Wednesday, June 9, 2010

Blitzen Trapper "The Man Who Would Speak True"


I remember being about twelve or thirteen, just beginning to get interested in music, sitting on the floor of the living room in my parents' house listening to my father's record of Dylan's The Times They are A-Changin'. I was struck then, as I am now, by the grizzly, yet beautiful ballad "The Lonesome Death of Hattie Carroll." Its power is compounded by its emotive social commentary, written with a potency that only Dylan is capable of.

While the songwriting of Blitzen Trapper frontman Eric Earley is certainly not on the level of intricacy and adeptness of Dylan, he and his band-mates do seem to grasp the concept of a murder ballad with a certain stirring, ethereal sentiment. "The Man Who Would Speak True," off of Blitzen Trapper's recently released Destroyer of the Void is just such a track, brimming with vivid imagery. The ballad will draw obvious comparisons to the group's "Black River Killer" from their previous album Furr, but listen close enough and the delicate differences between the two become clear. Both are gritty and haunting at their core, and are steeped with the markings of the folk tradition. "Black River Killer" is unrepentant in its language, and lacks otherworldly themes which make "The Man Who Would Speak True" so dreamy and spectral. Within the scope of Destroyer of the Void, "The Man Who Would Speak True" illustrates how Blitzen Trapper can effectively fuse experimental, artistic tones, such as the album's title track, with a more folk-rock approach, expanding the traditional frame of a murder ballad.



The narrator weaves his tale backed by a simply strum acoustic guitar, together with drifting harmonica and keyboards which provide "The Man Who Would Speak True" with its eerie tones. The first verse further expands these imaginative qualities, as the narrator somberly relates how he was saved from "a lonely place," but could not speak: "For I had no tongue it had been replaced / By a green and growing flower which grew / And I knew if I ever spoke I would speak true." In spite of the kindness shown this man by this woman Grace, who he relates was his lover, he is flawed and incapable of showing restraint: "But I fed my tongue on the Devil's rum / In a roadhouse run by a godless bum / On a drunken night with a stolen gun / I shot my lover as she made to run." At court, the narrator can offer no defense, refusing to speak, accepting the punishment handed down by a judge. When he kills again, in the song's next verse, it of an entirely different nature.

Here, Earley and company embark further into the track's mystical undercurrents. Presumably on his way to face whatever fate the judge had decreed, the narrator is assaulted by men of the law, men curious to know what dark secret he harbored. The lyrics read less with malice, and more with regret: "So I opened my mouth like a dragon's death / I only spoke truth but it only brought death / And I laid those boys to rest / For the truth, in truth, is a terrible jest." The narrator is incapable of suppressing whatever darkness is inside him, and the following verse echoes this: "For there ain't no road but the road to home / There ain't no crops but the ones you've sewn / And if you learn one thing from me / You better guard your tongue like your enemy." His tongue, rather what was once his tongue, gifts or curses the narrator with the ability to speak the truth to those around him, but it is a haunted truth over which he lacks control. "There ain't no crops but the ones you've sewn," is a harrowing reminder that no one can escape their past. Even the lawmen on the train have shameful flaws or perpetrated regrettable actions that seem to justify the narrator murdering them.
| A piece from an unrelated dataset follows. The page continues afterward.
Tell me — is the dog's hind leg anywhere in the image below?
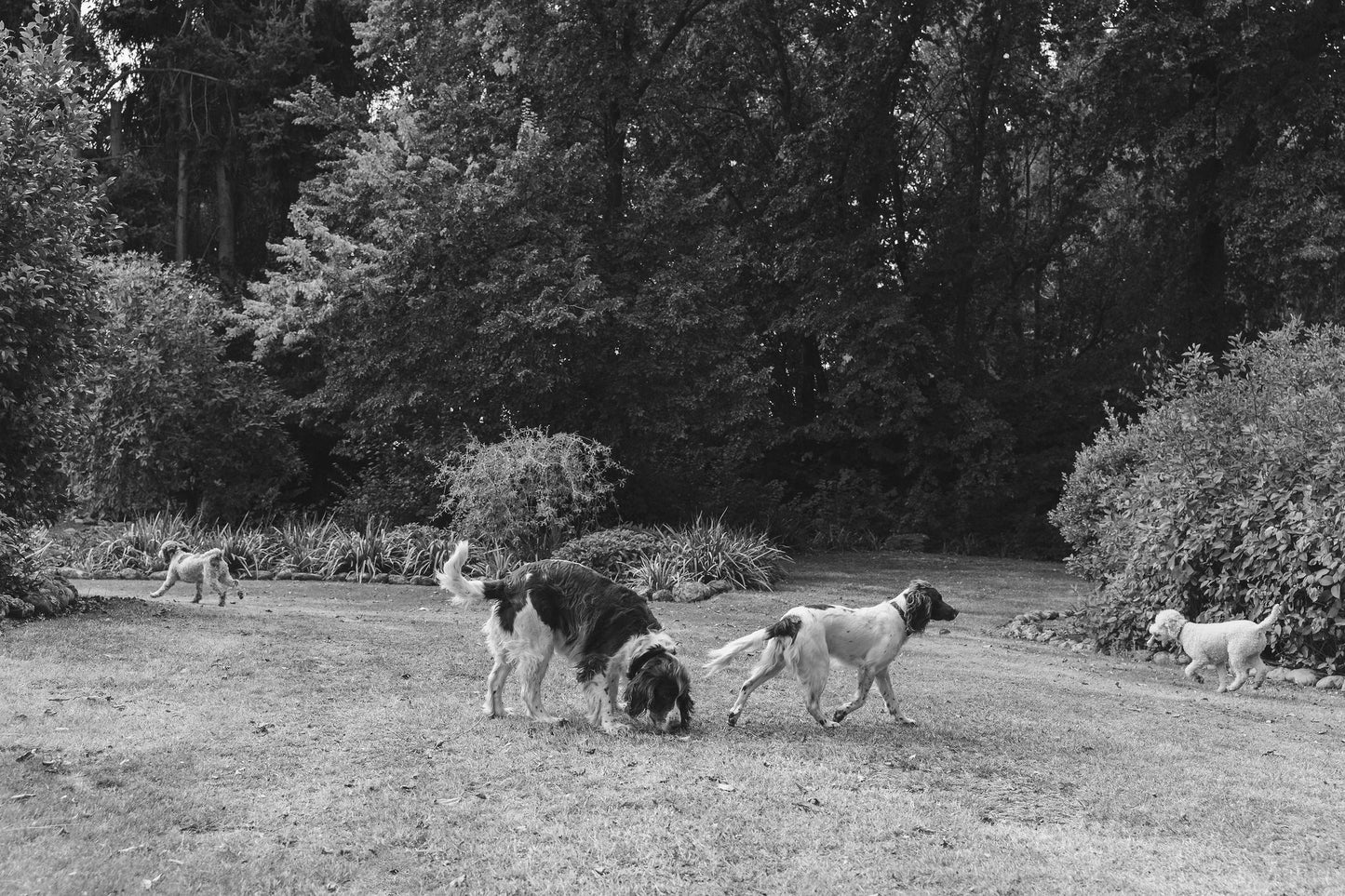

Unlike "Black River Killer," there is remorse embedded in the words of "The Man Who Would Speak True," he may kill, but he takes no pleasure in it. As the track comes to a close, the narrator is searching for peace, and a pinch of potential happiness exudes: "I came to ground in a one horse town / On the western rim where the sun goes down / Where a branded man might start again / For to right his wrong for to lose his sin." Yet even with a new start, his past and his condition condemn the narrator, and finding himself on the brink, he turns himself over to the authorities. Here, Earley ties together the song with a cyclical twist, as the narrator is banished. Just as he was found at the start in "a lonely place," so his tale ends: "And they planted me by the sea / Now the birds of the air make nests on me." The world has no place for the narrator's tortured words of truth, to which, it is implied, not a soul can measure up to and emerge guiltless.

Listening to this track as many times as I have over the past few days, many question arise concerning the narrator, who is he exactly? Are the truths he speaks merely words or is he endowed with some dark, spectral qualities? These are questions I don't think can be answered by anyone other than Blitzen Trapper themselves. In our mind's eye, we will each have varying images and thoughts arise when listening to "The Man Who Would Speak True," or any song for that matter. Just revel for a few moments in the beautifully eerie tones and words that Blitzen Trapper have provided for you.